The state Coastal Resources Management Council was set to decide Tuesday whether to certify that the South Fork Wind Farm complies with Rhode Island’s coastal policies, but after five hours of testimony from developers Orsted and Eversource in favor of the 132-megawatt project and from fishermen concerned about its impacts, the meeting was continued to June 2. At that time, the council will hear public comment and vote.
At issue is a package recommended by council staff to minimize potential negative impacts from the wind farm on the state’s fishing industry and marine habitat in the project area located in Rhode Island Sound. The proposed package includes a reduction in the number of turbines, from 15 to 12, and the creation of a $12-million fund, that would be paid into over 30 years, to compensate fishermen for any financial losses.
lthough council staff recommended a conditional certification of the project if the developers agreed to the package – which they did – a board of fishermen that advises the council on offshore wind development came out against the mitigation proposal. A lawyer for the Fishermen’s Advisory Board described the final staff recommendation, which was updated after input from the developers, as a “backroom deal” that excluded the involvement of the board.

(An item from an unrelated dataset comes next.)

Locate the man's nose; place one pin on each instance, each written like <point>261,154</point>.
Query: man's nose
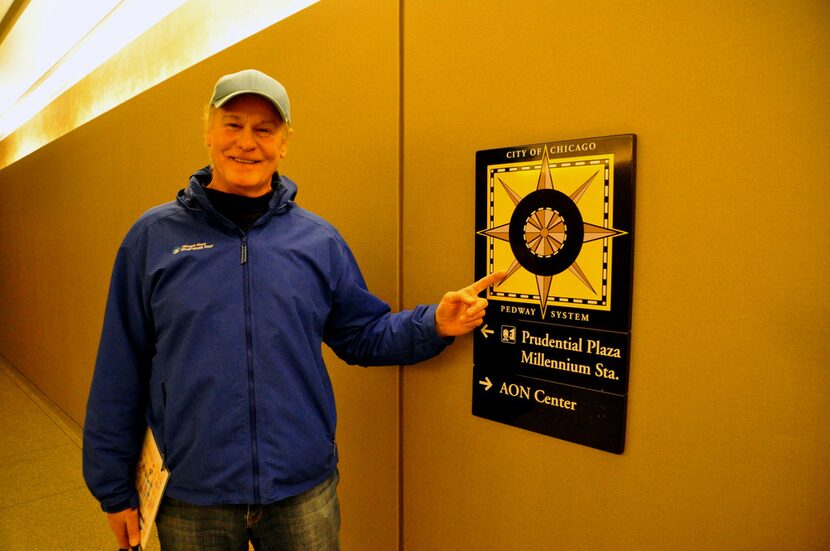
<point>245,139</point>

Jeffrey Willis, executive director of the CRMC, disputed that characterization. He said a change made over the weekend to the proposed package – allowing 12 turbines, instead of the 11 initially requested by council staff and verbally presented to the board – only came about after Orsted and Eversource informed staff that they had already signed a contract to use 11-megawatt turbines.
With turbines of that size, the developers would need to install a total of 12 in order to meet the intended 132-megawatt capacity of the wind farm that would send power to Long Island.

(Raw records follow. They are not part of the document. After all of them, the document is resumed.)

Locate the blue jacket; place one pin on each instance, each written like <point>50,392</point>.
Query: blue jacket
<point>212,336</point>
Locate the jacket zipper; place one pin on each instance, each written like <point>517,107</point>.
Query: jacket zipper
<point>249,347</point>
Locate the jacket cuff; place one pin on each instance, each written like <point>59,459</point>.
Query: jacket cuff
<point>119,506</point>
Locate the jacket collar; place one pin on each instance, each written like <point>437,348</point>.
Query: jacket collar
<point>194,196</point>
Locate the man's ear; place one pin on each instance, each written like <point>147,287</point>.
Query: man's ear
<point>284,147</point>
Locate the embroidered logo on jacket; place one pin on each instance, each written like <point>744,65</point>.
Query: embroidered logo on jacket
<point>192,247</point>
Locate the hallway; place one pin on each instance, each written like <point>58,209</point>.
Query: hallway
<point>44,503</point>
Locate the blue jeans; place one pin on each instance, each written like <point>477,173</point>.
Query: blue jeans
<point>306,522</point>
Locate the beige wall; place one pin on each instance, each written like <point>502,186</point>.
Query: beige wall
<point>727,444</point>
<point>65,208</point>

“There were absolutely zero backroom dealings here,” Willis said.
CRMC deputy director James Boyd outlined steps taken by Orsted and Eversource to address the impact of the wind farm, including a previous agreement to space turbines one nautical mile apart in a grid pattern to make it easier for fishing boats to travel within the project. But despite those efforts, the wind farm would still have adverse impacts on the environment and the fishing industry, he said, necessitating the mitigation package.
He acknowledged the opposition from fishermen to the agreement.
“I’m very sorry that we were not able to reach an agreeable solution here as we did for the Vineyard Wind case,” Boyd said, referring to the first major offshore wind farm to receive certification from the coastal council, in 2019.
Members of the fishermen’s board and their representatives criticized the mitigation package as incomplete, saying it failed to cover all of the potential losses that could range from damage to fish populations from piledriving to increased insurance costs because of navigation difficulties.
“Let me make it clear, we are not whole,” said board member Chris Brown, president of the Seafood Harvesters of America, an industry group.
The board is willing to accept the agreement if the $12-million fund is set up through an upfront payment, rather than being paid into over time. But representatives of the developers did not say where they stand on that possibility.
In their presentation, they said the wind farm would avoid the most critical habitat in the project site around an area called Cox Ledge that is known to attract many species of fish, including cod. They also said the wind farm would occupy less than one percent of the total 13,700-acre area that the developers are leasing from the federal government for South Fork.
And scientists hired by the developers estimate fishing losses caused by the wind farm to be minimal, at a little more than $1 million over the life of the project.
“We have stepped up to the plate and have designed a project that will coexist with other uses of the marine environment, including fisheries,” said Melanie Gearon, permitting manager for the wind farm.
Still, it wasn’t only fishermen who expressed reservations about the proceedings. In a letter to the council submitted before the meeting, state Sen. Dawn Euer said it would be a disservice to move forward with certification for the wind farm without completing a collection and review of baseline fisheries data and a full evaluation of the impacts from the project. She referenced an ongoing three-year study by the National Oceanic and Atmospheric Administration of fisheries in offshore wind areas.
“Without understanding the full scale of the impacts of large-scale wind farms being placed within sensitive habitats, we risk the potential collapse of food chains and entire ecosystems,” wrote Euer, chair of the Senate Committee on Environment and Agriculture. “I fear that we are currently residing in a shoot-first aim-later scenario.”